The ARM-Thinker framework provides an explicit, scalable path toward grounded, interpretable, and reliable reward modeling in multimodal systems. Its successes indicate that passive, one-shot reward assignment is insufficient in settings that demand verifiable cross-modal reasoning. By casting reward attribution as a planning and verification problem—solved through iterative tool invocation—the approach substantially mitigates hallucination errors, superficial matching, and rewards for unsupported answers.
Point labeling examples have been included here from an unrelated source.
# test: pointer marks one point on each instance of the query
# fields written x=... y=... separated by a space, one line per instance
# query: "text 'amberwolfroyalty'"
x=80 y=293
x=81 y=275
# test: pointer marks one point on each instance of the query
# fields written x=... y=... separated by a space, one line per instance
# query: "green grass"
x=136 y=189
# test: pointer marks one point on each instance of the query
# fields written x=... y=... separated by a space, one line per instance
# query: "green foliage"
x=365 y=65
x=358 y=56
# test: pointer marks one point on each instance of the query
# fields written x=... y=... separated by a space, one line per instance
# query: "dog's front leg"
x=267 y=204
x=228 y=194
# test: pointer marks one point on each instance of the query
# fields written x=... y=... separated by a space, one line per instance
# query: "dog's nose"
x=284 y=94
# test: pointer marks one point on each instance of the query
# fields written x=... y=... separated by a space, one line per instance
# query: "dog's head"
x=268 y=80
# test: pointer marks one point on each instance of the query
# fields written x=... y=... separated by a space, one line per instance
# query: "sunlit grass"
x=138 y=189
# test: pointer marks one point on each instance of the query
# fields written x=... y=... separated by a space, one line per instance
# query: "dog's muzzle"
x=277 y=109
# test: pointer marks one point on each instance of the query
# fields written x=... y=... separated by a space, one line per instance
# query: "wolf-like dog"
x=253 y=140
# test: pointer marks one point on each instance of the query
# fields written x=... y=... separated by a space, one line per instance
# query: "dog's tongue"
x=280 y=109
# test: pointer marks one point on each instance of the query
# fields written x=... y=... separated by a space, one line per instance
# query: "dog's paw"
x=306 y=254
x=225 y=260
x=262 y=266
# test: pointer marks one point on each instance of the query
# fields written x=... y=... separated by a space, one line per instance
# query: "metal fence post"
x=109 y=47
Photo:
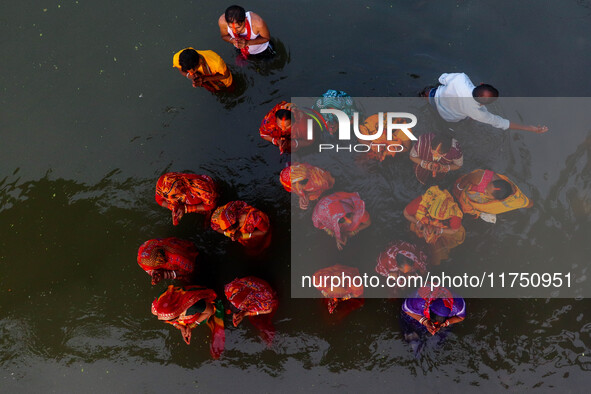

Practically, ARM-Thinker offers a template for new evaluation agents operating in more complex domains, especially as tasks, benchmarks, and user interfaces grow in complexity (e.g., temporal, multi-agent, or spatio-temporal settings). The agentic framework’s backbone- and modality-agnostic design is suited for extensibility to new tools and domains. Theoretical implications include providing an efficient pipeline for scalable, preference-based supervision and reinforcement learning in data-sparse agentic contexts.

Conclusion

ARM-Thinker introduces an agentic, tool-aware reward modeling paradigm that bridges the gap between passive post hoc scoring and active, evidence-driven judgment in LVLMs. By leveraging an explicit think-act-observe loop and flexible tool integration during reward computation, it achieves strong and consistent improvements in challenging multimodal tasks, establishes new standards in agentic reward model evaluation (ARMBench-VL), and demonstrates that RL-driven agentic reasoning substantially enhances both the accuracy and interpretability of reward models. The proposed methodology signals a clear direction for future multimodal reward modeling—integration of agentic capabilities, compositional tool use, and scalable, preference-grounded supervision will be central to further progress in trustworthy, generalizable multimodal AI.